Bulk Insert you will see no clean up within this method Batch Insert you will see a clean up block within this method This should be an easy fix, I may put in a pr for it in a couple weeks when I have time. I broke that cardinal rule and shimmed it for my use case.
i
So is the fix to use batching? How do I use batching instead?
Do incremental replications (like when there's a state replication_key that it's using) bulk insert by default?
j
No those are two different things, for batching you need to add
batch_config
--> docs
I would take sometime to familiarize yourself with Meltano SDK and dig into the tap / tgt repos, to see how they work. The docs on the Tap/Tgt are light leaving you to fill in a number of gaps.
In yaml as example
🙌 1
i
So this is only achievable once I've set a state backend, correct?
j
nope
State and batching are two separate things, meaning you do not need state to batch, or do incremental etc. Batching is more like pagination in that it will chunk up the stream into more consumable chunks
i
Alright that makes sense. What I was referring to is if batching needed to be pointed at a storage account similar to state backend when it's deployed to a prod environment. So will I just add that batch_config to my target config?
And could that storage root be pointed at a blob storage container?
j
Yes, I would dig into the SDK docs as the meltano docs and tap/tgt docs are light on this.

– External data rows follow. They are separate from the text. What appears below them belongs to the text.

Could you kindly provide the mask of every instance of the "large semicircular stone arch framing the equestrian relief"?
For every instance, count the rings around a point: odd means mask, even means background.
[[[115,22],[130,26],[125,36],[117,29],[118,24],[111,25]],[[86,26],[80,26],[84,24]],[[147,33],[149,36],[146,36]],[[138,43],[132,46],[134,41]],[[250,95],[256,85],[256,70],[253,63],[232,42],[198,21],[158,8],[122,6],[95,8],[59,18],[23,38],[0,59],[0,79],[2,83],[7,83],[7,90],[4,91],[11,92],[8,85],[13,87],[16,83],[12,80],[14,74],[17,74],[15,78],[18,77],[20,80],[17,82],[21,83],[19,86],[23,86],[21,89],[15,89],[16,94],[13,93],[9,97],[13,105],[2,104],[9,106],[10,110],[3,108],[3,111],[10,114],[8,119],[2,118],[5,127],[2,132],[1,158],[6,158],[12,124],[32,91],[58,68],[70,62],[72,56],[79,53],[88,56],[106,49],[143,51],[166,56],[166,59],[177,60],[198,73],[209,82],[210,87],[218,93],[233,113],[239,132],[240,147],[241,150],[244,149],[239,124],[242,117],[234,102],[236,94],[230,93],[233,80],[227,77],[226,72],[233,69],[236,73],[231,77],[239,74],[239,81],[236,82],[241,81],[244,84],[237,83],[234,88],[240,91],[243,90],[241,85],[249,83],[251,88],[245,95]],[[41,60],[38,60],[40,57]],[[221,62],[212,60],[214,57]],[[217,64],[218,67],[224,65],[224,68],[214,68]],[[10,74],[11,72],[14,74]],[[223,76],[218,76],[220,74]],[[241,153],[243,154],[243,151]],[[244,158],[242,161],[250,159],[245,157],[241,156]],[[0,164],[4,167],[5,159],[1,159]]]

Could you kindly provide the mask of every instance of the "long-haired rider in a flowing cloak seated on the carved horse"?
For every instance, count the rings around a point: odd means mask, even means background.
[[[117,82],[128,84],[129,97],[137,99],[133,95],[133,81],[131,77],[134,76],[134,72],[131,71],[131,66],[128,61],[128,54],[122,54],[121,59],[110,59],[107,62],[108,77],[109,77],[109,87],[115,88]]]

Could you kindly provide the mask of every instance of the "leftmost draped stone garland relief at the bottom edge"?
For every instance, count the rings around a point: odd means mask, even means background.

In order to get S3 to work you have to it as a dep to the
pip_url
for S3 I am not sure if it is using Boto3 or something else.
🙌 1
i
Gotcha - I'll take a look, and if I just set the batch_config in my Snowflake target config (Without pointing them to blob store) the batch files will land and be cleaned up from
$MELTANO_PROJECT_ROOT
as they are right now?
j
tgt default: If you did not change storage.root then yes as
file://
is relative
i
thank you very much
np 1
j
https://github.com/MeltanoLabs/target-snowflake/issues/95 not sure if this is relevant at all because i was encountering the same problem. i never saw this problem when working within my linux container
j
possibly, I am going to be running it in docker shortly, I will pass on my results
i
Interesting. So I guess use a linux distro for my container? lol
j
I use Debian (?) Without much issue
I think it had to do with how the file path is being constructed
And it differs in windows vs linux
i
Interesting - thank you!